A pro-choice coalition that opposed a law expanding the state’s hand in crisis pregnancy centers that do not offer abortion services isn’t giving up the fight despite the law already coming into effect.
Representatives from Progress Florida, the Florida National Organization for Women and the Florida Interfaith Coalition for Reproductive Health were in Tallahassee on Tuesday to deliver petitions to Gov. Rick Scott’s office and the office of Dr. Celeste Philip, surgeon general and secretary of the state Department of Health, imploring the officials to “aggressively regulate fake clinics’ utilization of tax dollars,” according to a Progress Florida news release. The groups routinely refer to the crisis pregnancy centers as fake clinics because they only appear to offer abortion services.
The petition — complete with more than 5,500 signatures — is a suggested addendum to a new law that took effect at the beginning of the month. Created by the passage of HB 41, the law requires DOH to contract with Florida Pregnancy Care Network (FPCN) to provide contract management services for the Florida Pregnancy Support Services Program (FPSSP) — both promote and encourage childbirth. The law codified FPSSP in statutes and requires the FPCN, which has an existing relationship with the state, to contract with DOH on behalf of FPSSP. Attached to the new law is a recurring $4 million appropriation.
According to Amy Weintraub, Reproductive Rights Program director with Progress Florida, the new law “basically put these clinics under the auspices of the Florida Department of Health.”
Pro-choice advocates had largely opposed the bill while it moved through the 2018 Session, fearing it would further restrict women’s access to abortion. Now that the law is in place, the same interests are looking to make sure it’s regulated.
The petition demands that the health department provide current and accurate information, provide references to medical claims, and obtain background screenings for all staff members who work for FPSSP and FPCN.
The petition also calls on DOH to provide services in a non-coercive manner and exclude religious content in their services, both of which are provisions provided by the bill as written.

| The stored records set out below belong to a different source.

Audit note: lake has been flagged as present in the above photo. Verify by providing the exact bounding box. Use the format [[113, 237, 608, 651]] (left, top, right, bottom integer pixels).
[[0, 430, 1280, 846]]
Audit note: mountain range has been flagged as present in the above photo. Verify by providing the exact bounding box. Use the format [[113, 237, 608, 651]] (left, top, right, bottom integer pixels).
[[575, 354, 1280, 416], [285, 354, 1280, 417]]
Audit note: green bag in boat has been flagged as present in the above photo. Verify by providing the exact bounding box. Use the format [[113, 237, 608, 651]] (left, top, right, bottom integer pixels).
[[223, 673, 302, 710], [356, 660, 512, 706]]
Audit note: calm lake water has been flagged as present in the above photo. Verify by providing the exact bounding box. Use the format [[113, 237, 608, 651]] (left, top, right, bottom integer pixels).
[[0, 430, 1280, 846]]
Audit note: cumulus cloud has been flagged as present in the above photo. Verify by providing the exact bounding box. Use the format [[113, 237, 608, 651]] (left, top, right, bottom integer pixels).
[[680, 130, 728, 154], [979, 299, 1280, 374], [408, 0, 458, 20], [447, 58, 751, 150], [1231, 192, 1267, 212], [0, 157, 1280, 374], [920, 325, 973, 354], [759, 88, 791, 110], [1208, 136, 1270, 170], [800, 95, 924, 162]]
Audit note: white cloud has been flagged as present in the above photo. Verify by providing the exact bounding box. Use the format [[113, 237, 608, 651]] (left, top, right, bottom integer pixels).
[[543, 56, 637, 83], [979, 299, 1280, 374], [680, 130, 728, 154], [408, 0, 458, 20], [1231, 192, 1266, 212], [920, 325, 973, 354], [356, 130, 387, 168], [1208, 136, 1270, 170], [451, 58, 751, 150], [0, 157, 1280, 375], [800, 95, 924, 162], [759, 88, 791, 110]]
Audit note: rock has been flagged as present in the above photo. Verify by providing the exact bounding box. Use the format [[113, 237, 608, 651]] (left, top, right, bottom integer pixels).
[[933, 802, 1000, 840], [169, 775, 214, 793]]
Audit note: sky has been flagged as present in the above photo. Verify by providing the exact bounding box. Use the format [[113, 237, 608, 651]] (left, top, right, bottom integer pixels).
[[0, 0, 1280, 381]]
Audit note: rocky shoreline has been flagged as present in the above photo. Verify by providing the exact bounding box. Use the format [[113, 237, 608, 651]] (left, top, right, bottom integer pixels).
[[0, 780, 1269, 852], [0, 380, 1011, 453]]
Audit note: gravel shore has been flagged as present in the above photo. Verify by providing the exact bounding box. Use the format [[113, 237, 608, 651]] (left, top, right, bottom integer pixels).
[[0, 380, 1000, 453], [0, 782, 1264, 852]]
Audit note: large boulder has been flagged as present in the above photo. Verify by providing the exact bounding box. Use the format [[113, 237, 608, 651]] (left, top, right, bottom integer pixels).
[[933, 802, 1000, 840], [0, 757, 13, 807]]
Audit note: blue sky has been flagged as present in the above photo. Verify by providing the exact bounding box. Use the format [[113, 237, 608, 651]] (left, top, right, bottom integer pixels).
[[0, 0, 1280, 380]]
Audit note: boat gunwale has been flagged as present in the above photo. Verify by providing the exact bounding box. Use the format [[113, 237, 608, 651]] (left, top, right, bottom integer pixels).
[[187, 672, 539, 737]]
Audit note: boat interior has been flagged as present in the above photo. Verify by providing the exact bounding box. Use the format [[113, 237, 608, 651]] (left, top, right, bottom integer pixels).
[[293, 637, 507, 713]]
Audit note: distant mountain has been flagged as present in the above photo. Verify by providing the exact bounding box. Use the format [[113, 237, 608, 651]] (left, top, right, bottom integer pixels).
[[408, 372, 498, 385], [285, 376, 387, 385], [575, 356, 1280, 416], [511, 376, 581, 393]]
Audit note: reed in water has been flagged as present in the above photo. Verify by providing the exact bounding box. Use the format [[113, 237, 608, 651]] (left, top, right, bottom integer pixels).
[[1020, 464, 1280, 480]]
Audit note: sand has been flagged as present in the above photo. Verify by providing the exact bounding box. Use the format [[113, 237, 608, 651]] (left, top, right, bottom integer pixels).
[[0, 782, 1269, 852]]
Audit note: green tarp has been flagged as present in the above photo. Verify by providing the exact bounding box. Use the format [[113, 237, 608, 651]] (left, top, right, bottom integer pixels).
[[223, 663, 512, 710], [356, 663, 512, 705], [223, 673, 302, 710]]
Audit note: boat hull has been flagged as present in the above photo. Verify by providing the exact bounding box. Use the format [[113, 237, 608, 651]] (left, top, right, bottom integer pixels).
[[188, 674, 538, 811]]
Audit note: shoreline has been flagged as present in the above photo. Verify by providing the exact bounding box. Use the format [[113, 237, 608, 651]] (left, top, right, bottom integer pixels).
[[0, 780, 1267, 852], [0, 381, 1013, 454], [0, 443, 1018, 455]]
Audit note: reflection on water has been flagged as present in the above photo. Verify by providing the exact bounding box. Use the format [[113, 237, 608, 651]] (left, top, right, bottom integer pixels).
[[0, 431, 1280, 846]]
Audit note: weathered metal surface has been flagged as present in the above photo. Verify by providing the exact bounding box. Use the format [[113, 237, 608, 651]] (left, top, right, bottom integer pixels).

“We will be there to make sure that there are no coercive methods being used on young women or any women who go into these clinics because we know there have been in the past,” Florida NOW lobbyist Barbara DeVane said. “You can be sure that we will be sure that you are following the law at the Department of Health.”
Pastor Jennifer Kopacz with the Florida Interfaith Coalition for Reproductive Health said her group supports upholding the right for each individual to make reproductive decisions, whether they be rooted in faith or science.
“The fake clinics we are protesting today deny women much of the information they truly need to make decisions regarding their health, their families and their lives,” Kopacz said.